Upper Knapp Farm, originally known as Nasse Court, was purchased by Mr Thomas Trotman from Sir John Berkeley of Beverstone Castle in 1540. Before this little is known of the property except that it fell under the remit of the Manor of Woodmancote, part of the Berkeley estate.


The Trotman family were part of a rising class of yoemen made wealthy by the wool and cloth trade in the area. It is likely that the family used the large attic rooms of Nasse Court to store and possibly also make on hand looms woollen cloth which they would sell on regular trips to Bristol and London. 


Thomas Trotman's son married the daughter of Edward Tyndale, older brother of the famous William Tyndale who was first to translate the bible into English. 


Much later, deeds from 1690 show the property occupying a substantial area of land and detail many orchards as well as a brew house and duck pond. Another important local family, the Philimores, lived here at that time.


The listed building contains much of the original fabric.
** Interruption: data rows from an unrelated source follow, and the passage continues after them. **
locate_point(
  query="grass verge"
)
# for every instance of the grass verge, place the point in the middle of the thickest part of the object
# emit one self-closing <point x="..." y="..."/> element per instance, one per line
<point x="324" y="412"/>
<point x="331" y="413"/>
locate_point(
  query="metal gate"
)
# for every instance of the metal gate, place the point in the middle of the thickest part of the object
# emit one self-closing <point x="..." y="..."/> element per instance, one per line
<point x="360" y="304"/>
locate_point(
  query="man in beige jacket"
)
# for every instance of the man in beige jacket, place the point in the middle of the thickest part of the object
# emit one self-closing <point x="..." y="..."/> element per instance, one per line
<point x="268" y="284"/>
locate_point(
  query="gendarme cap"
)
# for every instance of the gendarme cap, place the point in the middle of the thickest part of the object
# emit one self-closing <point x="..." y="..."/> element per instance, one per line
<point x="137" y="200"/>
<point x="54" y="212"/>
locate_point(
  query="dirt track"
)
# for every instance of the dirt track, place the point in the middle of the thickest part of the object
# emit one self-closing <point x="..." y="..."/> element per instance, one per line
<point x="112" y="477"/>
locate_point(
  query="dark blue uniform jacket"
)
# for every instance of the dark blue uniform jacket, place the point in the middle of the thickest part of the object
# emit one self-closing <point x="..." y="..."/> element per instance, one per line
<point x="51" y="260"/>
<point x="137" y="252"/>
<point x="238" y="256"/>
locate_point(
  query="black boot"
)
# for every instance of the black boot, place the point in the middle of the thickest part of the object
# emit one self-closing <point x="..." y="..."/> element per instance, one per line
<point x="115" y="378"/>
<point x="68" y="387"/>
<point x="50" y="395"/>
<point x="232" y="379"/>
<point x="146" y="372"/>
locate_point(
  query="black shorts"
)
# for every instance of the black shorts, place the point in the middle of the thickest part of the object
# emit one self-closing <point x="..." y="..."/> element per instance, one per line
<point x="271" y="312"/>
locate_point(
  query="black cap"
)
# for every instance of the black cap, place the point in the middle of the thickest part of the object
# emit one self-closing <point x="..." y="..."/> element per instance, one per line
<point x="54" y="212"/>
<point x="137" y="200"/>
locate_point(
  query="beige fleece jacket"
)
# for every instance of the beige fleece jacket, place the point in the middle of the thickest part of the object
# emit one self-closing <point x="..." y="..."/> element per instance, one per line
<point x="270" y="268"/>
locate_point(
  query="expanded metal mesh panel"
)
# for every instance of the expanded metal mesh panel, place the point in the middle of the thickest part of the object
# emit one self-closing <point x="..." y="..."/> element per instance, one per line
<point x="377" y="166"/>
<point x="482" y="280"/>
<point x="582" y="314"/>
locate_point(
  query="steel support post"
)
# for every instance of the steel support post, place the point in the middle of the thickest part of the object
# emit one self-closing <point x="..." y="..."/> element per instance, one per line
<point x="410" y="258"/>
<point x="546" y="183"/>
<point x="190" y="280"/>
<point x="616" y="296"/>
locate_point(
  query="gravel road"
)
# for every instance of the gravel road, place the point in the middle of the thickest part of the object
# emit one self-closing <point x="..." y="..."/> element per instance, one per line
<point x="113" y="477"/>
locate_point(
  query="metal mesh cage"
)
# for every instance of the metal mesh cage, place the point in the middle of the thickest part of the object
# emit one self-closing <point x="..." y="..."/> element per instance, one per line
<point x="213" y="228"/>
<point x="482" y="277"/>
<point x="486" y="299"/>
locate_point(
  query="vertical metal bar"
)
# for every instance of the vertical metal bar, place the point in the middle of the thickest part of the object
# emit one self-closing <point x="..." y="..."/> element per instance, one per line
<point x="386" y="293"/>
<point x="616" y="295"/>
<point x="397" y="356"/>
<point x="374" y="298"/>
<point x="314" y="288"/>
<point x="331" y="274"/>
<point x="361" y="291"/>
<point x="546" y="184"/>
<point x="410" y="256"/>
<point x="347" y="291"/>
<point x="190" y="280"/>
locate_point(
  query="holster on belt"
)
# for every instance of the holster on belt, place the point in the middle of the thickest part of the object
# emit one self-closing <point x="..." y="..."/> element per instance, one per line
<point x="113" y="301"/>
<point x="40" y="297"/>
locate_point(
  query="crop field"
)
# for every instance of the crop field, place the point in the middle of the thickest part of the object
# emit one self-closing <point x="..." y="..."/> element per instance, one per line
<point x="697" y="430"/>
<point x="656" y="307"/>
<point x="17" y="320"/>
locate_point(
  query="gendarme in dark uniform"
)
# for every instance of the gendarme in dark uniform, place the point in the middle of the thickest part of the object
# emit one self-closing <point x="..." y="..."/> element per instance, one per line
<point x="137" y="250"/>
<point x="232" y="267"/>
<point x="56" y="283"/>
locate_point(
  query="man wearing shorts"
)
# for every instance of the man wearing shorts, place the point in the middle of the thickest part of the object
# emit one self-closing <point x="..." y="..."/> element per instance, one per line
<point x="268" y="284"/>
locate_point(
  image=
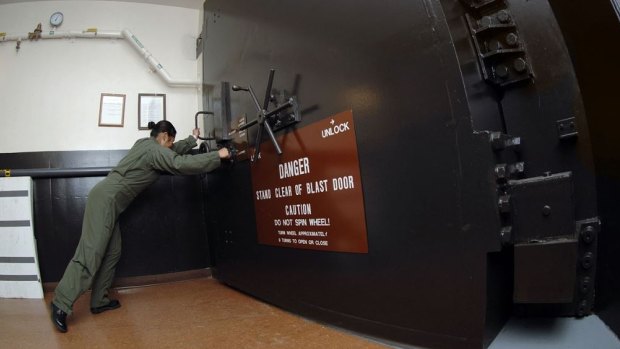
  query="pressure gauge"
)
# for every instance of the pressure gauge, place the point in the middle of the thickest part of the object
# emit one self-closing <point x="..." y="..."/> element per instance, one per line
<point x="56" y="19"/>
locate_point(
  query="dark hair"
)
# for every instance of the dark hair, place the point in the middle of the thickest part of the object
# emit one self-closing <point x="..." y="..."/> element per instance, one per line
<point x="162" y="126"/>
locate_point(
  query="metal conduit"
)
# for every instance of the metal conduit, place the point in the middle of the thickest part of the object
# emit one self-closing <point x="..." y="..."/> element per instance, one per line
<point x="56" y="172"/>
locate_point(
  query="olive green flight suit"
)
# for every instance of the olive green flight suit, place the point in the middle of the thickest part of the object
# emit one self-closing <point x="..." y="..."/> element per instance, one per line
<point x="99" y="249"/>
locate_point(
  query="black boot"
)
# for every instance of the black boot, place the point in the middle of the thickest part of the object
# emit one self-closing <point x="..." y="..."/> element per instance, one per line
<point x="59" y="318"/>
<point x="112" y="305"/>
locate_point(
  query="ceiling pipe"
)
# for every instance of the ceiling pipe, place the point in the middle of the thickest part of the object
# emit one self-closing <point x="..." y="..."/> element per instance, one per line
<point x="95" y="34"/>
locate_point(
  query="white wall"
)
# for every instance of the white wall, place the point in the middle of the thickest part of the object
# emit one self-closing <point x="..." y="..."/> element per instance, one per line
<point x="50" y="89"/>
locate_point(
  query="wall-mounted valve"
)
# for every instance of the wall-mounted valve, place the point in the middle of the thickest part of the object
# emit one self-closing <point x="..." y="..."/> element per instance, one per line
<point x="266" y="118"/>
<point x="204" y="146"/>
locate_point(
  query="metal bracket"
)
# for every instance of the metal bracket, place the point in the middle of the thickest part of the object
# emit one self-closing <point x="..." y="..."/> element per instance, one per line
<point x="500" y="52"/>
<point x="567" y="128"/>
<point x="266" y="118"/>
Most of the large oak and elm beams, cellars with stone steps, heavy panelling, several original windows and internal doors and a large heavy plated front door remain. Builders scribe marks of circles are still visible on an attic beam facing East, a traditional mark for 'warding off evil' drawn in those times.


One legend dating back to the 17th century speaks of a body being buried under the stone steps of the west cellar and that if any grass should grow on the steps the body will rise up and walk!

Another says that King Charles II stayed here after his escape from the Battle of Worcester in 1651.

One thing for sure is that the house has seen an awful lot of history and many people in all manner of fashion have walked through the great front door.